Reflecting on piloting the V0.9 questionnaire and the results we obtained
As part of our work on the DGSF project, we are developing an assessment framework to benchmark and compare DAOs.
In pursuit of that goal, we have developed the DAO Index, a set of principles that we believe can provide a reference point for working towards the Ideal DAO (ID), operationalized as a questionnaire to assess adherence to the principles by evaluating real-world DAO practices.
In this article, we describe our work piloting the DAO Index principles and questionnaire, as of Version 0.9 (V0.9).
The main goal of the pilot was to determine the general applicability of the principles to DAOs, receive feedback on the questionnaire’s design and our selected principles, and find learnings to guide future development of the DAO Index.
We invite feedback on our work. Please leave your comments here on PubPub or Hypothesis (public channel), or send an email to [email protected].
Term | Definition |
---|---|
ID | Ideal DAO |
V0.9 | Version 0.9 |
DAO | Decentralized Autonomous Organization |
Before assessing DAOs, we needed to determine an appropriate basis for benchmarking and comparing DAOs.
We settled on principles (as of V0.9), “[a] basic idea or rule that guides behavior, or explains or controls how something happens or works” [1], because principles:
influence and constrain the governance and technical choices an organization can make [2][3],
provide a normative logic for social governance [4],
provide a meeting place for academia, industry, and society to agree on how DAOs should be defined and organized [5], and
provide a blueprint for how to organize [6].

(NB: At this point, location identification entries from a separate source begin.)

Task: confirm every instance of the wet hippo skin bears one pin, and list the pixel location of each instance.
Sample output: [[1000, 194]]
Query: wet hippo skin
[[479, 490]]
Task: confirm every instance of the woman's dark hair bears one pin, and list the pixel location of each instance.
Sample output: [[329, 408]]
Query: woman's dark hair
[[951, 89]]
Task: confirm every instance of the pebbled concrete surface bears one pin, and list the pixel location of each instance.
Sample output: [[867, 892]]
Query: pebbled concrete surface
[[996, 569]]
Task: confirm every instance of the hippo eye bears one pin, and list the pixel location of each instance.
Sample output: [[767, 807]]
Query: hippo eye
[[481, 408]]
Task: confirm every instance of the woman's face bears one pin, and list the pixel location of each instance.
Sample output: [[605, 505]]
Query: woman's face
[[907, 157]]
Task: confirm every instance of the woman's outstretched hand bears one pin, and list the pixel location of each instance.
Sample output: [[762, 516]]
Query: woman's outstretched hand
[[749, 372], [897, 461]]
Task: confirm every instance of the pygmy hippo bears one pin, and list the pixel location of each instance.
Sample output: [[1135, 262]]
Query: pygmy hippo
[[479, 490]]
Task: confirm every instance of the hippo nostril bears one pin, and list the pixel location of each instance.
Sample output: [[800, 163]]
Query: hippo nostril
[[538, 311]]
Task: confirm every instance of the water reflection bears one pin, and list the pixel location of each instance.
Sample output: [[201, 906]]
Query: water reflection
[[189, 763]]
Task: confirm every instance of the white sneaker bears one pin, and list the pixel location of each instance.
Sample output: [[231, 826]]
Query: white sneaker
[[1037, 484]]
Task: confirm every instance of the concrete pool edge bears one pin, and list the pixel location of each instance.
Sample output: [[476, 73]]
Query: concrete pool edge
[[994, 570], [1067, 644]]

We believe that the DAO Index principles are principles that all DAOs should be characterized by.
Our choice of principles is influenced by our view (as of V0.9) of DAOs as organizations that are 1) ideologically-driven, 2) self-governed through social and algorithmic governance mechanisms, and 3) self-infrastructured through a combination of blockchain technologies and other decentralized technologies [7][4][8][9].
We believe the principles should help address issues with part 1 , and provide appropriate constraints for parts 2 and 3 [10][11][12].
The principles also help us conceptualize how an ID, a reference point for how DAOs should be governed and operated (i.e., a standard for DAO practices), could be described, upon which real-world DAOs can use as a guide for their own development.1 We believe the ID can also serve as a base for describing IDs in specific contexts (e.g., Decentralized Finance (DeFi) and Decentralized Science (DeSci)).
Additionally, most of the issues associated with DAOs generally cover parts 1 and 2, such as concerns with plutocracy, rather than issues with self-infrastructuring (it is also easier to find signals here from simply focusing on on-chain activity) [13].
We reviewed seventy-five (75) articles from DAO-related academic and grey literature to develop items (or criteria) relevant to assessing DAOs (primarily, identifying signals of good and bad practices), and to identify principles that could orient DAO practices towards the ID [3][2][14][15][4].
We searched for literature from academic search engines such as Semantic Scholar for insights from academic researchers, and popular online platforms for Web3 discourse such as Twitter, Mirror and Substack, to find knowledge and insights from real-world practitioners and industry researchers in the grey literature.
We believe this will allow for the principles to bridge understanding between academia, industry, and society.
You can find the our literature collection in the table below.
The principles, as of V0.9, and the description and rationale for each principle, are described in the table below.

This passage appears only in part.